AI Skill Leveling — Why Novices Gain Most From AI Tools

AI Skill Leveling

TL;DR: Three independent randomized/quasi-experimental studies — Brynjolfsson, Li & Raymond (2023, n=5,179 customer-support agents), Noy & Zhang (2023, n=444 college-educated professionals on writing tasks), and Dell’Acqua et al. (2023, n=758 BCG consultants) — converge on the same finding: AI raises novice/low-performer productivity substantially more than expert productivity, compressing the skill distribution. Brynjolfsson found +34% for novices, ~0% for top performers. Noy-Zhang found low-ability writers gained most; quality inequality narrowed. Dell’Acqua found bottom-half-skill consultants gained most. Three methods, three settings, same pattern. The implication: AI is a performance leveler in functions where it works at all.

What it is

The name “AI skill leveling” is shorthand for a robust empirical regularity: when generative AI tools are introduced into knowledge-work settings, the productivity benefits accrue disproportionately to the least skilled workers, not equally across the workforce. The skill distribution compresses. The premium that experts could once charge for outcomes a novice couldn’t produce gets squeezed.

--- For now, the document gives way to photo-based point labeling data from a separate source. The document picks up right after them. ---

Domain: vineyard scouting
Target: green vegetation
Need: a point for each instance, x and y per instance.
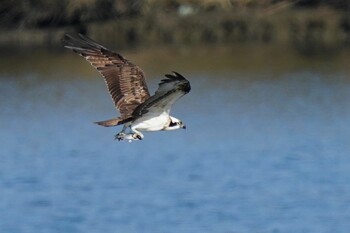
(308, 25)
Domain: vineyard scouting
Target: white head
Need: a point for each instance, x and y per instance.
(175, 124)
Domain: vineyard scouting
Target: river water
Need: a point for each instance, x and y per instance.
(266, 147)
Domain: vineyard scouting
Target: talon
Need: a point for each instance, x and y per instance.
(119, 136)
(137, 136)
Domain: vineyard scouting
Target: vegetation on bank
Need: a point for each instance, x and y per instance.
(308, 25)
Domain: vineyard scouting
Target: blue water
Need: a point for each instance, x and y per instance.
(262, 153)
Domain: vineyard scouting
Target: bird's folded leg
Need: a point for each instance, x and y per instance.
(128, 136)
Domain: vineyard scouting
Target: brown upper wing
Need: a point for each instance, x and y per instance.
(125, 81)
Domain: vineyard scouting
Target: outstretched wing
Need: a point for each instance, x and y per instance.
(170, 89)
(125, 81)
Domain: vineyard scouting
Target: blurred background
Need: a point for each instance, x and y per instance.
(266, 147)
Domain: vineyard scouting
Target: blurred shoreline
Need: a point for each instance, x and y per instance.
(309, 30)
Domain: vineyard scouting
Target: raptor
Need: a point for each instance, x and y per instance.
(126, 83)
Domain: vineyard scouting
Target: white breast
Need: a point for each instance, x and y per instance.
(151, 122)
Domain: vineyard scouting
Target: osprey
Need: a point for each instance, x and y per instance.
(139, 111)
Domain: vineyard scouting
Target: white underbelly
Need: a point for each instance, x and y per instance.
(150, 122)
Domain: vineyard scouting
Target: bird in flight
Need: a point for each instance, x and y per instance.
(139, 111)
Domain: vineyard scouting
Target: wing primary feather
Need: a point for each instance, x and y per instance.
(125, 81)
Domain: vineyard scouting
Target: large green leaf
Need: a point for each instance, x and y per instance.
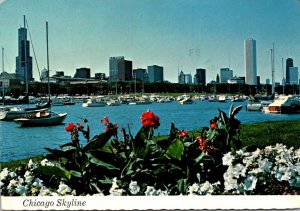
(75, 173)
(175, 150)
(199, 158)
(53, 171)
(99, 162)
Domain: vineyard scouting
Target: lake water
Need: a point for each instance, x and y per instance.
(17, 142)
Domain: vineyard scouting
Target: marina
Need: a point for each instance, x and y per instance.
(22, 142)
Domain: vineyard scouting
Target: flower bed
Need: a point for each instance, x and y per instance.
(209, 161)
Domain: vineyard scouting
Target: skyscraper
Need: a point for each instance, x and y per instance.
(289, 63)
(155, 73)
(250, 61)
(225, 75)
(23, 60)
(120, 69)
(200, 77)
(293, 75)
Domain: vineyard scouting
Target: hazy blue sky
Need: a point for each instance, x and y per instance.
(193, 34)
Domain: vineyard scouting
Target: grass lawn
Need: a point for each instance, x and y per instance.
(270, 133)
(259, 134)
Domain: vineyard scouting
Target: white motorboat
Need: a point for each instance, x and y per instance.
(94, 102)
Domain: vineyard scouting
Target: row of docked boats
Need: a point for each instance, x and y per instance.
(283, 104)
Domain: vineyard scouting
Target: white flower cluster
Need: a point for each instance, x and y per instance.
(205, 188)
(27, 184)
(244, 168)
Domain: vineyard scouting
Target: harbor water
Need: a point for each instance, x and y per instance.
(21, 142)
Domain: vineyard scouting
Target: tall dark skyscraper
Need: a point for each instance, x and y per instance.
(289, 63)
(120, 69)
(23, 60)
(200, 77)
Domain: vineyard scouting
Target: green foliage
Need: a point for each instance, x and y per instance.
(171, 163)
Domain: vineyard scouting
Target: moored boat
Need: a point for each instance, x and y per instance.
(285, 105)
(42, 118)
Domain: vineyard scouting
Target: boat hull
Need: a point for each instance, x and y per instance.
(54, 119)
(11, 115)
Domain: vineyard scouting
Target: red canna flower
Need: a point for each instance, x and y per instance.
(213, 124)
(183, 133)
(149, 119)
(79, 126)
(70, 127)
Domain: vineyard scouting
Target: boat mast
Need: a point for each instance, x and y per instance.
(48, 60)
(3, 93)
(25, 56)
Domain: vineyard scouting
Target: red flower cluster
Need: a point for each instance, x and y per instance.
(108, 125)
(213, 124)
(183, 134)
(205, 146)
(149, 119)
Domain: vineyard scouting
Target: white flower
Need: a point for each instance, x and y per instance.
(250, 182)
(265, 165)
(206, 188)
(45, 162)
(11, 184)
(63, 189)
(44, 191)
(150, 191)
(297, 154)
(21, 190)
(116, 192)
(193, 189)
(134, 188)
(4, 173)
(38, 183)
(31, 164)
(239, 169)
(1, 184)
(28, 177)
(227, 159)
(114, 185)
(12, 174)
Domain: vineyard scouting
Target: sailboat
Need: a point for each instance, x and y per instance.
(43, 118)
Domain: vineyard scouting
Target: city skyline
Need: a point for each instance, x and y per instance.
(193, 34)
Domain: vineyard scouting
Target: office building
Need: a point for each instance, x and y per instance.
(250, 61)
(120, 69)
(155, 73)
(225, 75)
(289, 63)
(139, 74)
(83, 73)
(200, 76)
(23, 60)
(293, 75)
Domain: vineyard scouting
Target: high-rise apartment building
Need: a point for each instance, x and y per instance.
(120, 69)
(225, 75)
(293, 76)
(23, 60)
(200, 77)
(155, 73)
(289, 63)
(250, 61)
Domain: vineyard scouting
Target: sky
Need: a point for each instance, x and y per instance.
(175, 34)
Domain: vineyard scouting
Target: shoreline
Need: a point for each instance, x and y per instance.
(286, 132)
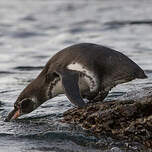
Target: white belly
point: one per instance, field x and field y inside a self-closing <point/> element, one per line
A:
<point x="89" y="81"/>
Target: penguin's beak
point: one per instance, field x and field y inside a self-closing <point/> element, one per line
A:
<point x="14" y="114"/>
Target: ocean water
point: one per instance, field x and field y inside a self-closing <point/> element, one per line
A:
<point x="32" y="31"/>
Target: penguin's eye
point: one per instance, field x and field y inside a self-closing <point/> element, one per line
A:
<point x="51" y="76"/>
<point x="27" y="105"/>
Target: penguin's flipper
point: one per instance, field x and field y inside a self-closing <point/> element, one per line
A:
<point x="70" y="80"/>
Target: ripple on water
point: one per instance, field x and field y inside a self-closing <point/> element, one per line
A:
<point x="28" y="68"/>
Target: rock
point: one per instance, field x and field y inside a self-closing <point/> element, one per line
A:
<point x="122" y="119"/>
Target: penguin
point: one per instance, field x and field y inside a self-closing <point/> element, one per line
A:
<point x="79" y="71"/>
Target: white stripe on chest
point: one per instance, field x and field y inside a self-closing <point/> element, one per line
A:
<point x="89" y="76"/>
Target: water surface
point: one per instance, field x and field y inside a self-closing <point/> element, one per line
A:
<point x="33" y="31"/>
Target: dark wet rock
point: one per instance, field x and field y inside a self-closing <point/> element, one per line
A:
<point x="130" y="120"/>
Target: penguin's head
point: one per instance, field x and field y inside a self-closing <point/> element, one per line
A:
<point x="21" y="107"/>
<point x="34" y="95"/>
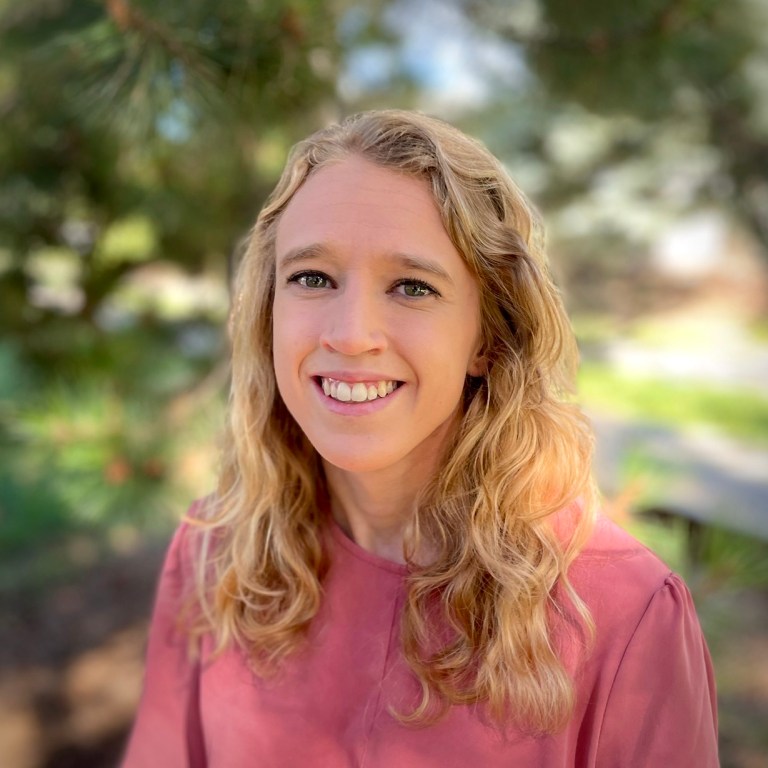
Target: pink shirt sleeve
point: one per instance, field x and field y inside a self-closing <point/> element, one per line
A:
<point x="167" y="729"/>
<point x="662" y="709"/>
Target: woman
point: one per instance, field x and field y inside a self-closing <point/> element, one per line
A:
<point x="401" y="565"/>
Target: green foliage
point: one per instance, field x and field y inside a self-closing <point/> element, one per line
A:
<point x="741" y="414"/>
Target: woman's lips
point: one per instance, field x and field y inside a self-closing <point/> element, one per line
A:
<point x="357" y="391"/>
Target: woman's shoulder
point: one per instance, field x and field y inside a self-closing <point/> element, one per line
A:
<point x="623" y="583"/>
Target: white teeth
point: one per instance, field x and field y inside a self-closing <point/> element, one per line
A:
<point x="343" y="392"/>
<point x="357" y="392"/>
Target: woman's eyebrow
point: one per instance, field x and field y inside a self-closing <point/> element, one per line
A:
<point x="421" y="264"/>
<point x="302" y="253"/>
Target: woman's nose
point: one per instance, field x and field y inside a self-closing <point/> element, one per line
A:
<point x="353" y="324"/>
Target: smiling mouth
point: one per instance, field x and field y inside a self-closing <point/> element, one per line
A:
<point x="357" y="391"/>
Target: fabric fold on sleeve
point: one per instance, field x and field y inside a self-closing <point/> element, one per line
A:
<point x="662" y="707"/>
<point x="167" y="730"/>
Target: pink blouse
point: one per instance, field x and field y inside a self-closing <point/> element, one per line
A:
<point x="645" y="693"/>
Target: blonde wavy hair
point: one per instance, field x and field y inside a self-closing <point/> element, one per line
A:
<point x="520" y="455"/>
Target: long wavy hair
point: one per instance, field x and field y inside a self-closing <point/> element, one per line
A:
<point x="477" y="625"/>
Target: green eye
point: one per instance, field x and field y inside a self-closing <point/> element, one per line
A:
<point x="312" y="281"/>
<point x="415" y="289"/>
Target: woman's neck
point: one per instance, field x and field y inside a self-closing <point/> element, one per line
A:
<point x="374" y="508"/>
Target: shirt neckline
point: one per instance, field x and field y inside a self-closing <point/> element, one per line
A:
<point x="356" y="551"/>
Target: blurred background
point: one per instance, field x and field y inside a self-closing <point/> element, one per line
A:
<point x="137" y="142"/>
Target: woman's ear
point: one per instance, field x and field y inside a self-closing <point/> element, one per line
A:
<point x="478" y="365"/>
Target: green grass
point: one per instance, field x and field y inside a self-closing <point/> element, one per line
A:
<point x="740" y="414"/>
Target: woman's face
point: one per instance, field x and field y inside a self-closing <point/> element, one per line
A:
<point x="376" y="318"/>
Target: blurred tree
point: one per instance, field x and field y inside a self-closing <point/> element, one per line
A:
<point x="134" y="130"/>
<point x="692" y="74"/>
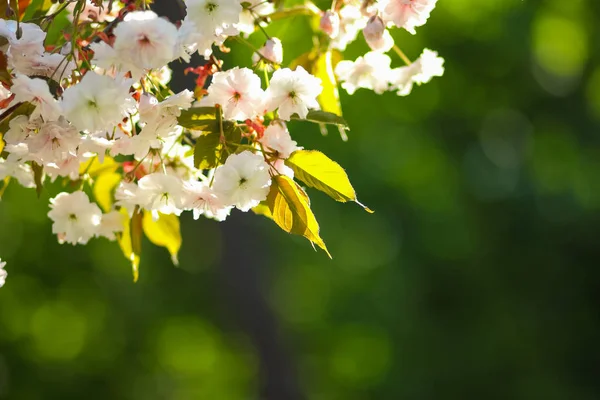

This is not a theoretical claim. It is the same headline finding in three otherwise-different studies published in 2023 — different industries, different tasks, different methodologies — yet pointing the same direction with consistent magnitude.

The three datasets

Study	N	Setting	Tool	Skill leveling finding
Brynjolfsson, Li & Raymond (2023)	5,179	Customer-support agents at a Fortune 500 SaaS firm	Conversational AI assistant suggesting responses	+14% avg, +34% novices, ~0% experts
*Noy & Zhang (2023, Science)*	444	College-educated professionals on incentivized writing tasks	ChatGPT (GPT-3.5)	Time −40%, quality +18%; low-ability workers gained most, productivity inequality narrowed
Dell’Acqua et al. (2023, BCG × Harvard)	758	BCG management consultants	GPT-4 on 18 inside-frontier knowledge tasks	+12.2% tasks completed, +25.1% faster, +40% higher quality; bottom-half skill consultants gained most, top-bottom gap compressed

Three different mechanisms (response-suggestion, draft-generation, capability-frontier work), three different cohorts (support agents, writers, consultants), one consistent skill-leveling pattern.

The mechanism (Brynjolfsson’s interpretation)

Brynjolfsson, Li & Raymond’s analysis points to a clean explanation for the customer-support case:

The AI tool functions by disseminating the best practices of high-performing workers. Top performers had already internalized effective response patterns through years of experience. The AI extracted those patterns and surfaced them to others.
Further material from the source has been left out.